Methods of determining the most important variables in the modelling of social and economic research

Authors
Affiliations

T. Kmytiuk

PhD in Economics, Associate Professor, Associate Professor of the Department of Mathematical Modeling and Statistics, Kyiv National Economic University named after Vadym Hetman

kmytiuk.tetiana@kneu.edu.ua

S. Kmytiuk

II category specialist, assistant of educational fields “Natural”, “Informatics”, “Technology”, “Center for Professional Development of Pedagogical Staffs”, communal institution of Slavuta municipal council

svitlanakmytyuk@gmail.com

The main task of economic-mathematical research is the construction of models, which makes it possible to identify and formally describe the most important and essential regularities of the functioning of socio-economic processes and phenomena, and to establish relationships between the main economic indicators. Any socio-economic process or phenomenon, as a rule, is considered as a complex system characterized by a set of factors. In the process of socio-economic processes modelling and forecasting, the research task is reduced to finding the dependence of one explained variable on several explanatory variables. This problem can be solved using multiple regression analysis, which is described by equation:

\[ \begin{align*} y=f(x)+e \\ y=f(x_(1,) x_(2,)…,x_(m ))+e \end{align*} \tag{1}\]

\(f(x)\) – the regression function of y on x, \(x_(m )\) – independent (explanatory) variable (regressor), \(y\) – dependent (explained) variable (regressand)

The complexity of economic processes requires including many influencing factors (variables) into the regression model. At the same time, an relevance problem is the determination of the most important variables, which to include (or exclude) in the model that will contribute most to modelling and forecasting. Factors of the multiple regression must meet two main requirements:

  1. be quantitatively measurable (qualitative measurement is replaced by quantitative evaluation (for example, in the form of points, ranks, binary measurements, etc.);
  2. should not be correlated with each other (a phenomenon that occurs in regression modelling is called multicollinearity).

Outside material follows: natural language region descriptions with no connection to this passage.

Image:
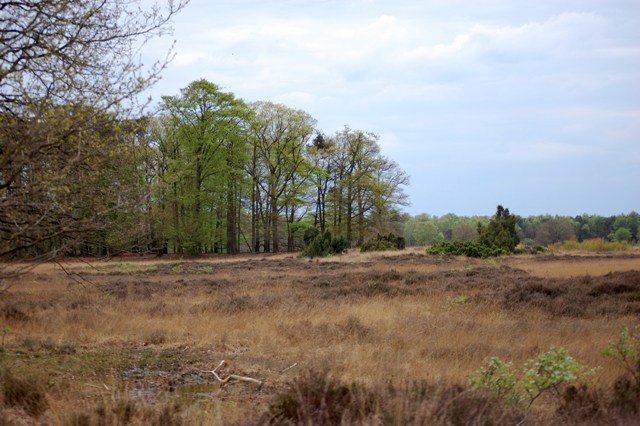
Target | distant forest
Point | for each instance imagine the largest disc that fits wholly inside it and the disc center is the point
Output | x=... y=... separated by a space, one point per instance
x=541 y=230
x=208 y=173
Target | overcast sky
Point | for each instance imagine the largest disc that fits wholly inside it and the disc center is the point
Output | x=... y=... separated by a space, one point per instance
x=531 y=104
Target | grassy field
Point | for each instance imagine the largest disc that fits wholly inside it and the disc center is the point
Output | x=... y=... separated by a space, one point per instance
x=130 y=339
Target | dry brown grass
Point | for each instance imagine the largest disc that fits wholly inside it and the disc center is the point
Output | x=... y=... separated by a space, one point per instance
x=144 y=329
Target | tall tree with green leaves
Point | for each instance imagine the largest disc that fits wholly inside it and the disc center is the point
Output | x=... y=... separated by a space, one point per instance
x=280 y=165
x=206 y=144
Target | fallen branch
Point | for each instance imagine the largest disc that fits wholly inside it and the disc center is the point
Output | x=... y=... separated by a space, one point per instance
x=290 y=367
x=231 y=376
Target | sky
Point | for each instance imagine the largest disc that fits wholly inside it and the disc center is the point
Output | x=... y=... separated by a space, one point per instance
x=534 y=105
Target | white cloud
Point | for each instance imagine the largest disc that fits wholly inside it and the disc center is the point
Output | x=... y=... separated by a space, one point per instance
x=445 y=84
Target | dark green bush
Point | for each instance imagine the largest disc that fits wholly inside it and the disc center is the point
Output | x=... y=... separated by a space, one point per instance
x=501 y=230
x=384 y=242
x=466 y=248
x=320 y=244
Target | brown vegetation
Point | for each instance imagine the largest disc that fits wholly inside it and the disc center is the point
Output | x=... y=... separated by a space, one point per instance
x=387 y=337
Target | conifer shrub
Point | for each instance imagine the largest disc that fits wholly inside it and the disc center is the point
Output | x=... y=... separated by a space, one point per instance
x=321 y=244
x=466 y=248
x=384 y=242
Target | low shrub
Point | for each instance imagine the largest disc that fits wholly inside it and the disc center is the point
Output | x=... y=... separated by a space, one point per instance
x=383 y=243
x=466 y=248
x=549 y=372
x=591 y=245
x=321 y=244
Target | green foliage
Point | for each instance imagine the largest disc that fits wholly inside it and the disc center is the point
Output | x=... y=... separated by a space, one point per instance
x=625 y=350
x=384 y=242
x=466 y=248
x=320 y=244
x=622 y=235
x=501 y=230
x=549 y=372
x=5 y=330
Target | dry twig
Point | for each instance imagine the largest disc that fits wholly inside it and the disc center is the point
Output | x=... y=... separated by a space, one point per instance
x=231 y=376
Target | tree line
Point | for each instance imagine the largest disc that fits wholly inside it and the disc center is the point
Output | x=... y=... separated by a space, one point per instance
x=234 y=176
x=209 y=173
x=542 y=230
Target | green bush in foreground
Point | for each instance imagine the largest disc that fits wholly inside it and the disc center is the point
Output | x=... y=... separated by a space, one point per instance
x=383 y=243
x=466 y=248
x=549 y=372
x=320 y=244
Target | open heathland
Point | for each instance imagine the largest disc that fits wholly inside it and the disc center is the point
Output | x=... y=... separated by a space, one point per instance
x=389 y=337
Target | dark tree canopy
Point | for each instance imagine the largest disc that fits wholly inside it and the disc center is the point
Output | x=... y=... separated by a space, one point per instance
x=70 y=74
x=501 y=230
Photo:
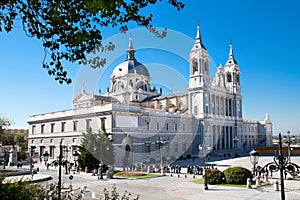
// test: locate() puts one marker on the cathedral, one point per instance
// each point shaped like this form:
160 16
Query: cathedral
148 126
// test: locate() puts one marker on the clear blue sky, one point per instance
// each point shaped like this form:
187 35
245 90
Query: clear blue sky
265 36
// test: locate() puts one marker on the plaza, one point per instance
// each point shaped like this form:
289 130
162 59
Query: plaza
179 188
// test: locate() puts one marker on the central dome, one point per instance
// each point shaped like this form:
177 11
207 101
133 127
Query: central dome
130 65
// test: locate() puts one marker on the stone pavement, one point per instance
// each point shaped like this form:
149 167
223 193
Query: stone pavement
181 188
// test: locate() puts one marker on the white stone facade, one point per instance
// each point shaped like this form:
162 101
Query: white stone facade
209 112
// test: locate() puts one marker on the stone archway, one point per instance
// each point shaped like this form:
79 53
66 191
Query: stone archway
127 150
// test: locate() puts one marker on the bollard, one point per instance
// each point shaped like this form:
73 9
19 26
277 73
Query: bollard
257 181
249 183
276 186
266 179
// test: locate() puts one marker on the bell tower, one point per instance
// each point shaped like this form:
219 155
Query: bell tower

Selection of factors can be carried out on the basis of qualitative theoretical and economic analysis. However, theoretical analysis often does not allow an unambiguous answer to the question of the quantitative relationship of the considered features and the feasibility of including factors in the model.

Therefore, the selection of factors is usually carried out in combination with the use of statistical and mathematical methods.

Among the most common statistical and mathematical methods to select the best factors are stepwise regression and all-possible subsets.

The main approaches for stepwise regression are: forward stepwise selection, backward stepwise elimination, bidirectional elimination [1].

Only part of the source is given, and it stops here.